Back to work on the auction market

[11 Sep 2018]

After the summer break, a number of sales companies around the world – New York, London, Geneva and Zurich, among others – have published their sales calendars for the coming months. Although the overall calendar is not particularly busy, it has plenty of interesting events. Artprice takes a look at some of the highlights.

NEW YORK

This Tuesday 11 September marks the opening of Asian Art Week, a well established rendezvous in New York’s cultural calendar. Open to all types of Asian creation, Asia Week is a unifying event for the city’s museums and galleries with special Asian programmes at the Guggenheim, the Metropolitan and the Brooklyn Museum as well as some fifty art galleries, generating a genuine synergy of discovery and exchanges between institutional and private entities. Auction houses are also in the thick of the action with sales dedicated to Asian arts – from calligraphy and other traditional paintings to Modern and Contemporary works – at Bonhams, Doyle, iGavel Auctions and of course the two majors, Christie’s and Sotheby’s. The week represents an excellent sales opportunity for Chinese, Korean and Japanese art, but also for Indian artists at Christie’s September 12 sale offering works by Akbar PADAMSEE and Tyeb MEHTA (two canvases estimated at over a million dollars each), Syed Haider Raza, Francis Newton Souza, Maqbool Fida Husain and Ram Kumar.

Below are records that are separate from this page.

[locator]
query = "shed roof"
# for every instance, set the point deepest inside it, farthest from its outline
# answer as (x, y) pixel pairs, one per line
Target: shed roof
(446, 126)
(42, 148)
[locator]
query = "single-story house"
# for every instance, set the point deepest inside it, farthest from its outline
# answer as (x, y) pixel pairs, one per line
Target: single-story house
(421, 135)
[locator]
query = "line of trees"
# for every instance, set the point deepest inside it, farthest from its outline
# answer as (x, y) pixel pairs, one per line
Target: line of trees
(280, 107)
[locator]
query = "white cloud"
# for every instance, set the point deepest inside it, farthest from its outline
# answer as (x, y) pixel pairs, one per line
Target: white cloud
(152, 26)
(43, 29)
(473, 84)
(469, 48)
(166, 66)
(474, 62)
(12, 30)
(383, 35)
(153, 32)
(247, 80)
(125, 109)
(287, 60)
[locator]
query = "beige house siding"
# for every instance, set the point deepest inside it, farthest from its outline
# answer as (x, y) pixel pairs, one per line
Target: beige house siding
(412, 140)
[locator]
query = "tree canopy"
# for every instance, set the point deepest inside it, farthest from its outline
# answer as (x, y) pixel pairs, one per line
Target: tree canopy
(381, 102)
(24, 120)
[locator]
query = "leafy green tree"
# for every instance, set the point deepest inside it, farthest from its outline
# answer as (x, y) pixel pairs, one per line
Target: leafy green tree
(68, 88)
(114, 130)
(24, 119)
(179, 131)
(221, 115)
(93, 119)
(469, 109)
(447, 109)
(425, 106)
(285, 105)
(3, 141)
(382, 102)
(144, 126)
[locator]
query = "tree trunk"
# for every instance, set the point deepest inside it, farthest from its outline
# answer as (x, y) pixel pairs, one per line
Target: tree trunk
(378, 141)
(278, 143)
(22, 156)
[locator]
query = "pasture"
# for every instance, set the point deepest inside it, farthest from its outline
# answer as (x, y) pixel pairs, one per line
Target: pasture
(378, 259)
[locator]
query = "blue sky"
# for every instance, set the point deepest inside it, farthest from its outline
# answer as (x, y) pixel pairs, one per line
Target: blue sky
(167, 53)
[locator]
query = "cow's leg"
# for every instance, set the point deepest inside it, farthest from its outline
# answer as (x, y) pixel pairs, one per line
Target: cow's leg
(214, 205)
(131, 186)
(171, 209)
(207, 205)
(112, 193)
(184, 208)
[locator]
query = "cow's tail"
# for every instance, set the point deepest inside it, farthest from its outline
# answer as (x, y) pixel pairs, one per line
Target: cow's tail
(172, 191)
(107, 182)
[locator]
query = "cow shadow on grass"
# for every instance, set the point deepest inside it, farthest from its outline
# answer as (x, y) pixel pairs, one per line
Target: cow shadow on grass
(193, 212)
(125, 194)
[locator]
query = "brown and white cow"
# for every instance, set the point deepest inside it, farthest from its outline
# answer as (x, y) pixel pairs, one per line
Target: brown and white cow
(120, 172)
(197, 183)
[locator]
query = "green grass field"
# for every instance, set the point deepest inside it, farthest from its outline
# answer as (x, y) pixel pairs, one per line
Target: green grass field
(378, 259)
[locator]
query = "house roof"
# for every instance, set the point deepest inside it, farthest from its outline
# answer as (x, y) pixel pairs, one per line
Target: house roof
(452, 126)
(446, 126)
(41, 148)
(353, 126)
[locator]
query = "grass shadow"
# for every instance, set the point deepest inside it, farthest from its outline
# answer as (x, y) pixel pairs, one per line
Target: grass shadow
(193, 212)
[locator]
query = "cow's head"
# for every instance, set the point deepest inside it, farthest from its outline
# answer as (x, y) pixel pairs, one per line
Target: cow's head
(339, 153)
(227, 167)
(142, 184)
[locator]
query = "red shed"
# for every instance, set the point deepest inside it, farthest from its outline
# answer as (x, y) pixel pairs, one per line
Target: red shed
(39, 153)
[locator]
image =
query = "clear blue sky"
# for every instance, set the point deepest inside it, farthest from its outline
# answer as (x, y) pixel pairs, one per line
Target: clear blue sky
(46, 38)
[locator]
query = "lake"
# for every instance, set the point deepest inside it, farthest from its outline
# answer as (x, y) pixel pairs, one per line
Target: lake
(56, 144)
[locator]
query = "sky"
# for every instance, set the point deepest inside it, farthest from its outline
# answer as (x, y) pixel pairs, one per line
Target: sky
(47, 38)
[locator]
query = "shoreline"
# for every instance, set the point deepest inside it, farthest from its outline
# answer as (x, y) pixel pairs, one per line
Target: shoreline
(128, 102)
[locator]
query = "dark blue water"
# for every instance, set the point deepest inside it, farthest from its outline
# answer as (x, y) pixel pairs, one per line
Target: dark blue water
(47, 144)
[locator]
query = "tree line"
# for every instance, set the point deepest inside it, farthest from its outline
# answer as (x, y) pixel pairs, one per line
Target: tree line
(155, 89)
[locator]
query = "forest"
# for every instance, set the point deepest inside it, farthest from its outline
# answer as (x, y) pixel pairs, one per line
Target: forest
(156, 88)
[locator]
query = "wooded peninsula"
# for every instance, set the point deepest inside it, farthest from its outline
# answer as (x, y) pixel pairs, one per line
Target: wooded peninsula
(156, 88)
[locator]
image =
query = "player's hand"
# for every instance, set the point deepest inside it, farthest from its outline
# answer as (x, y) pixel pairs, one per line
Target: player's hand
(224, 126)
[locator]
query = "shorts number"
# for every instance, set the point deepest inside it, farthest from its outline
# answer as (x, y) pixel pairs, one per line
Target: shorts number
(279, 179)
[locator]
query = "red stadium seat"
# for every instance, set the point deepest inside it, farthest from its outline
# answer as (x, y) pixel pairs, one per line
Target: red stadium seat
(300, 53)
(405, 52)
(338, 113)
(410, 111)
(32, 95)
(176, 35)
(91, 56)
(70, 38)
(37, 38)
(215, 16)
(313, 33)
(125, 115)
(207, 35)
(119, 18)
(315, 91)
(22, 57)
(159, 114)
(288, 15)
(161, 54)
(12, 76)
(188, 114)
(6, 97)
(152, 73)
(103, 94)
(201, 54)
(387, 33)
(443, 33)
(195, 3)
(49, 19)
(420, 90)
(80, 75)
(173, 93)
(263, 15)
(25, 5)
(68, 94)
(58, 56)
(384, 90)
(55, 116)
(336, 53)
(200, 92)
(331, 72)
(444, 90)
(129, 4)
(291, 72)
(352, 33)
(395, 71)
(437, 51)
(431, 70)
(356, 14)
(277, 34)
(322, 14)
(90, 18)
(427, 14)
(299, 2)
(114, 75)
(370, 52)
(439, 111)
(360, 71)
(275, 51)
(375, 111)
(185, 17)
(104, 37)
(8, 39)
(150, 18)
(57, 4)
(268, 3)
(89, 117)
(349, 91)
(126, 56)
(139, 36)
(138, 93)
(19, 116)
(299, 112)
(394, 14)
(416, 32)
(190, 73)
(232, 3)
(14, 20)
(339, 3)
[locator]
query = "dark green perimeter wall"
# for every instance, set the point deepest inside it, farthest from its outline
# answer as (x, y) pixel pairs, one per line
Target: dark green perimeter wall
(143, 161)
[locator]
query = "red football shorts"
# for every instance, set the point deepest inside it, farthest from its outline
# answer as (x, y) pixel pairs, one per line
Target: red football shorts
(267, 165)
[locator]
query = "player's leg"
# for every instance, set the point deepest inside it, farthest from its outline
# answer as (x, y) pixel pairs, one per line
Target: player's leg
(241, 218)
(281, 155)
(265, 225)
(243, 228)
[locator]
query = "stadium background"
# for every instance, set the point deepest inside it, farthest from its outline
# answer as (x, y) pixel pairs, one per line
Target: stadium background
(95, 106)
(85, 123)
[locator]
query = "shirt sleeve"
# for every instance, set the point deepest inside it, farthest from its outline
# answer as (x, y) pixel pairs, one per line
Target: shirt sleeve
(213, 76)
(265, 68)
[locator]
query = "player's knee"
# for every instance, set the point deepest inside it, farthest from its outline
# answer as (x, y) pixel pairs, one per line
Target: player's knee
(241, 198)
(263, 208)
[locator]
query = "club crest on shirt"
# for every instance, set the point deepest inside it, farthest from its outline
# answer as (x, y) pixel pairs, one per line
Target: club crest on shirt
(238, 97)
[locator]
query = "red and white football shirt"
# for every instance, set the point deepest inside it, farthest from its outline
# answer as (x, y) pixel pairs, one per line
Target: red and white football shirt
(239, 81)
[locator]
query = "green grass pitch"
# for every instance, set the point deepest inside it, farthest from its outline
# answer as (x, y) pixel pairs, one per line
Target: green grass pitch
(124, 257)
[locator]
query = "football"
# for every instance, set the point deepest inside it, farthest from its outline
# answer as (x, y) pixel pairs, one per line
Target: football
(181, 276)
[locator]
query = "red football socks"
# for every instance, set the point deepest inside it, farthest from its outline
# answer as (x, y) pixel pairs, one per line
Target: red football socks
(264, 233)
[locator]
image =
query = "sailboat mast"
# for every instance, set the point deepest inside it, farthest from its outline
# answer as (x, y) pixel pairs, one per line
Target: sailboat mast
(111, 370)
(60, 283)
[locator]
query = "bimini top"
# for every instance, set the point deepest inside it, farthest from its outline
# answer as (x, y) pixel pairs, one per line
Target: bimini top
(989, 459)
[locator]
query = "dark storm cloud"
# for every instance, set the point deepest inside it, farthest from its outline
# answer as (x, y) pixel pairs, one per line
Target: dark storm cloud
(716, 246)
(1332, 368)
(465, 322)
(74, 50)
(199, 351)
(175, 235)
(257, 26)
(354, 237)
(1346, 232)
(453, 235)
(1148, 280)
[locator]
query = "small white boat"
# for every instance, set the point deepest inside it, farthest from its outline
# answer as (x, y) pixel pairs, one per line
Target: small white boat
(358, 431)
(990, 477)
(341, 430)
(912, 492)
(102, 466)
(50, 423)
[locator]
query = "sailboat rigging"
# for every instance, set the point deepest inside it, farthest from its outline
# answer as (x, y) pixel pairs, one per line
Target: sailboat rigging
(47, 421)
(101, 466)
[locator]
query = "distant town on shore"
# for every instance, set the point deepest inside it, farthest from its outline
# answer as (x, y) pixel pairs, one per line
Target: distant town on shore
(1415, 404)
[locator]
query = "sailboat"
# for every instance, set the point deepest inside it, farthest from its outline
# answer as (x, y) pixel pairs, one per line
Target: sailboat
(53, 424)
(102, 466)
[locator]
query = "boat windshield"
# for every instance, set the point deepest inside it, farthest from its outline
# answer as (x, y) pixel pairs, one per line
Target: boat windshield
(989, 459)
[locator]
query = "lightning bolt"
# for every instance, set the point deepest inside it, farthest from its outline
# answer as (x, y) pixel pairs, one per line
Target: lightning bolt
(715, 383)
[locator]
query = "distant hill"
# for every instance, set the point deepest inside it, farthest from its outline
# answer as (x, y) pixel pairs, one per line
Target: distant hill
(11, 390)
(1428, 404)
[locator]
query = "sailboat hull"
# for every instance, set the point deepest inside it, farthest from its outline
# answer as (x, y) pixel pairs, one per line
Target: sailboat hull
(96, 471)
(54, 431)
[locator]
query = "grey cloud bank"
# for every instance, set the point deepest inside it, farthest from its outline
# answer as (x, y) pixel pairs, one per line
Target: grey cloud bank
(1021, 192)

The new season’s first sale of Contemporary art will be held in New York on 25 September. Titled Contemporary Curated, the sale pursues Sotheby’s recently implemented and successful programme of “curated” sales. Several times a year, the company gives carte blanche to a leading personality from the world of art, music, cinema, business or fashion to select works for a major sale. The sale planned for 25 September will offer 189 lots in a wide range of estimates (from $3,000 to $200,000) and a selection of works by some of the hottest artists on the market at the moment including David Hockney, Donald Judd, On Kawara, Sam Francis, Helen Frankenthaler, Mark Grotjahn, Keith Haring, Beatriz Milhazes, Cindy Sherman, Robert Motherwell, George Condo, Wayne Thiebaud and Adriana Varejão. With all the major trends of Post-War and Contemporary creation represented – in a veritable mix of nationalities – this dense sale will no doubt attract a large number of potential buyers. The sale includes works from Art Brut, Conceptual art, Pop art, Abstract Expressionism, Art Photography (photographie plasticienne), Performance art, New Realism and late Surrealism, not to mention the highly buoyant Afro-American scene with artists like Kehinde WILEY and Kerry James MARSHALL… difficult to concoct a more broadly attractive mix

ZURICH

On 18 September Christie’s will focus on Swiss creation at its Zurich sale with works by Ferdinand Hodler, Giovanni Giacometti, Felix Valloton and Albert Anker and, at the end of the month, the auction house Koller will host a sale devoted to Old Master engravings, drawings and paintings. The highlight of the Koller sale is a canvas depicting an alchemist painted by Johannes MOREELSE, a Dutch painter born around 1602 (who died in 1634 in Utrecht) and who is extremely rare on the market. Only two of his paintings have been auctioned in 40 years but his Alchemist is a treasure of immense quality compared to what the market has seen so far. Unlikely to leave Old Master collectors indifferent, the painting was offered at the TEFAF in Maastricht 11 years ago. This time round the work is being offered with a price estimate $200,000 – $315,000.

LONDON

In London the most anticipated sale is undoubtedly Yellow Ball: The Frank and Lorna Dunphy Collection, offering works from a collection assembled by Damien HIRST’s highly effective agent during the YBA’s golden years. Programmed for 21 September, the Sotheby’s sale will offer more than 200 works including an exceptional selection of works by Damien Hirst and his YBA peers. There is also a superb white canvas with three slashes by Lucio FONTANA. Measuring just 55 centimeters tall, this little gem is expected to fetch over a million dollars, having already crossed that price threshold ten years ago (Concetto Spaziale, attese fetched nearly $1.2 million at Sotheby’s in London on 27 February 2008).
So September kicks off the new season with a selection of stimulating sales offering a diversified range of works in terms of both type and price… a good market appetizer before the highly prestigious sales of October and November. Not all the catalogues are online, but sales companies have already started teaser campaigns on their star lots this autumn… and the mood is clearly optimistic after a particularly dynamic first semester 2018 that generated $8.45 billion in Fine Art auction turnover worldwide.